Veg-O-Matics and Mince-O-Matics

Ron Popeil further changed the landscape. Like several of the DRTV pioneers, he came from the perspective of the demonstrator-barker. The son of an inventor who sold products to Sears, Roebuck and Co. and Woolworth, Popeil began his career in the early 1950s selling those products on street corners and in dime stores. By mid-decade, he recognized the selling power of TV and created a series of four 30- to 120-second short-form commercials for $500.

The rest is history. In 40 years, Popeil and his father became wealthy from kitchen gadgets such as Dial-O-Matic, Veg-O-Matic and Mince-O-Matic, selling more than $1 billion in products.

In the 1960s, other main advertisers were Time/Life, K-Tel and other music marketers who drove sales with local short-form spots.

A seismic shift occurred when cable TV took hold in the early 1980s. Though it fragmented the audience, it provided a much more targeted buy. In 1984, the ad industry was deregulated. Cable TV embraced direct response, and infomercials proliferated with purchased time generally airing at fringe hours. But that soon would change. With so many new channels, DRTV marketers had a sweeping number of options in day parts, demographics, psychographics and regions.

Evaluating the efficacy of a spot could be done in various ways without incurring the cost of a test that typically was planned in at least five local markets at high CPMs compared with today’s standards. Because of the exponential increase in viewing options offered by national cable, the networks were left with a lot of inventory.

The New Frontier

Out of this environment arose the Home Shopping Network. Lowell “Bud” Paxson, who managed a news/talk radio station in Clearwater, FL, was paid by one of his defaulting advertisers in can openers. Figuring there was more than one way to get his money, Paxson charged his newsman – much to the journalist’s chagrin – with hawking them on air.
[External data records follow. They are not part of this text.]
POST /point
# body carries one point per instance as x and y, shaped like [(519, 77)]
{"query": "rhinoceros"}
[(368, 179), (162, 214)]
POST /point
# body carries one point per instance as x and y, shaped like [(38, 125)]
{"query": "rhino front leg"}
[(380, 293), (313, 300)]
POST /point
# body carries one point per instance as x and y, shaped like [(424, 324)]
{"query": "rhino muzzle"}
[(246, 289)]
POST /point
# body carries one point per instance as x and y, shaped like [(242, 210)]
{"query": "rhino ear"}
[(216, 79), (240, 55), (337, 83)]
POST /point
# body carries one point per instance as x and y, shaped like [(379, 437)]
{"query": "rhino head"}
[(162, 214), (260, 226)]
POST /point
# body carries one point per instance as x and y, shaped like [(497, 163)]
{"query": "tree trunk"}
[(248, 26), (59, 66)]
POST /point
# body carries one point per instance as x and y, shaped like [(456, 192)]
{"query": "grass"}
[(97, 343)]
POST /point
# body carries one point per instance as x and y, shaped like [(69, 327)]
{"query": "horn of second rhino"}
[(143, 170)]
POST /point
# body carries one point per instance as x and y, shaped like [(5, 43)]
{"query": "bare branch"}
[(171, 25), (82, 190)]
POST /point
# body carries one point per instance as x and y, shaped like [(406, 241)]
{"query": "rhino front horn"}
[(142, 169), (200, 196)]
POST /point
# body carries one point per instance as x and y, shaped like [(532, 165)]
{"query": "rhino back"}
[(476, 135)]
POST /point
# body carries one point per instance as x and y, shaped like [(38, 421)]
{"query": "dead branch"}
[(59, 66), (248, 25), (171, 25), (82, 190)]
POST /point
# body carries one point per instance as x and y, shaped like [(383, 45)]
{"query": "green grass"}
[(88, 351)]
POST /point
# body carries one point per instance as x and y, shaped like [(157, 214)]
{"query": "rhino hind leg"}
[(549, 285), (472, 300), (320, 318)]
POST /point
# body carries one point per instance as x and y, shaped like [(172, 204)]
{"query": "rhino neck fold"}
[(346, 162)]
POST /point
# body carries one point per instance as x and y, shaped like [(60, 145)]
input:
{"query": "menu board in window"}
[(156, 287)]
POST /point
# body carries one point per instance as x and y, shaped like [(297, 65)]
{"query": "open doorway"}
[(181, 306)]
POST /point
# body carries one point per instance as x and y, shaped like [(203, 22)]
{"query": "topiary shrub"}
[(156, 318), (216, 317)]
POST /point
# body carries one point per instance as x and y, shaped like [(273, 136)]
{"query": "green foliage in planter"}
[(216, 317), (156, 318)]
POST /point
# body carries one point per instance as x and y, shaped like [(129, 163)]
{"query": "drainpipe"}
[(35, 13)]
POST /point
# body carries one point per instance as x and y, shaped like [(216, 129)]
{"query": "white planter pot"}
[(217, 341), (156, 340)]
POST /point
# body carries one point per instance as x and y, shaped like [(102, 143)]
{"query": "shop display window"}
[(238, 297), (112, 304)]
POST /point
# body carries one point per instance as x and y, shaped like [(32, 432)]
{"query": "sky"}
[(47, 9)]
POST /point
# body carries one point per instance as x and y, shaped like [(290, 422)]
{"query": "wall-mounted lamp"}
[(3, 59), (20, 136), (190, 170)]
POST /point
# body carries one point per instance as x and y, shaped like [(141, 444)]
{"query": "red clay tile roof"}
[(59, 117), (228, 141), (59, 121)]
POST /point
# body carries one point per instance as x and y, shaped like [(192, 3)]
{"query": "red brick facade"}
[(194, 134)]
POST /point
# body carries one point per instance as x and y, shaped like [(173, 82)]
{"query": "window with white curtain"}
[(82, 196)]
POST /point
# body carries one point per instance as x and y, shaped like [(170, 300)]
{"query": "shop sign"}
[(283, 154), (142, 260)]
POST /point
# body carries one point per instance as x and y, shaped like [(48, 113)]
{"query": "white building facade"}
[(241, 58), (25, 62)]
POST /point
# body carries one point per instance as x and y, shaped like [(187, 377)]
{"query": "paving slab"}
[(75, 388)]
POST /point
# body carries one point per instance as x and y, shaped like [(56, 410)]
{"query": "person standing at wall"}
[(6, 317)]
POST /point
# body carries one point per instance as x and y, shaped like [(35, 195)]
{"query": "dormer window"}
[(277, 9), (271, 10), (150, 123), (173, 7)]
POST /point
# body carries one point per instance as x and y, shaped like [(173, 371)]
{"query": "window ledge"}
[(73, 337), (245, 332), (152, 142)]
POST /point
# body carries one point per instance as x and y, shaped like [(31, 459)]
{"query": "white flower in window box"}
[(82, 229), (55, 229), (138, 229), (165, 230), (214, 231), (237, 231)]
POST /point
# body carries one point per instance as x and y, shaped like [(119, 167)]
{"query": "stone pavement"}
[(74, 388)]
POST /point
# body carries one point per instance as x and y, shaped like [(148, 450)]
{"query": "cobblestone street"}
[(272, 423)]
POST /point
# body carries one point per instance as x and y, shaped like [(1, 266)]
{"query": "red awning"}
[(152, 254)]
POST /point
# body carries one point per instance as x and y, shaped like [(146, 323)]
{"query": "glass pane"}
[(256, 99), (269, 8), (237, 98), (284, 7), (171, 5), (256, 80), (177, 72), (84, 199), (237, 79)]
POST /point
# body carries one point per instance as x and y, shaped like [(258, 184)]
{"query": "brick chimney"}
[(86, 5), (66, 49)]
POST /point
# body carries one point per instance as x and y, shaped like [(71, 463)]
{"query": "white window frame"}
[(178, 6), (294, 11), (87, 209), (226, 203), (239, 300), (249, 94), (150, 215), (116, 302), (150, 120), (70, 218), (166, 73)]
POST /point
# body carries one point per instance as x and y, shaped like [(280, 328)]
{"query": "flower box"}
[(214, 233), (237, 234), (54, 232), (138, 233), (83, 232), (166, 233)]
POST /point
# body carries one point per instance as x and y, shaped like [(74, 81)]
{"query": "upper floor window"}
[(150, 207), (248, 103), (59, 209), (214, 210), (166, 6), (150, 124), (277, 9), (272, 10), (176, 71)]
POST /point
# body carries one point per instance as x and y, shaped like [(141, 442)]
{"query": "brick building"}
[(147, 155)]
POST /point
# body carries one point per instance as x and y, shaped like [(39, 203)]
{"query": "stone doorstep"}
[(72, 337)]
Recognizing the selling potential, Paxson and station owner Roy Speer soon launched the Home Shopping Network on a local cable network in June 1982. With sales consistently at $60,000 or more daily, the concept went national in 1985.

This truly was the new frontier. Specialized direct response agencies like Inter/Media, Halogen, Eicoff and CPO Direct (and now SendTec) became leaders in driving the business. Suddenly, short form became the hot format. With the growth, one of the largest problems was lead tracking – how to analyze where the leads came from. Until then, DRTV marketers used different 800 numbers per market to determine call origin.

A new wind was blowing by the ’90s. The sophisticated DRTV agencies began transforming the industry from a low-end product marketing pipeline to a tool of the national brand manager. Pharmaceutical companies were among the first major advertisers.

Other opportunities existed in DRTV’s growth. Forward-thinking media companies recognized the efficiency of using a direct marketing approach to initially force retail distribution, then drive the retail channel. Another factor has been the influx of better, more reputable products, such as the George Foreman line of grills.

With satellite services proliferating, another medium joined the mix: the Internet. Suddenly, there was a new response mechanism for DRTV spots, one that could impart more extensive sales information, provide online coupons or capture addresses for future sales.

This brings us to an exciting time where there is true interactivity and integration of all media. You can mix print, TV and radio, drive customers to the Web to download a brochure, call them back to find out why they didn’t buy and sell them a continuity program to ensure long-term profit.

Challenges facing the industry include further fragmentation of the advertising landscape and stiffer competition for the limited time available at DRTV rates. Time-shifting digital video recorders skipping the ads also are a threat.

All this means is that DRTV marketers again must shift into that innovative gear that has served them so well for more than 25 years.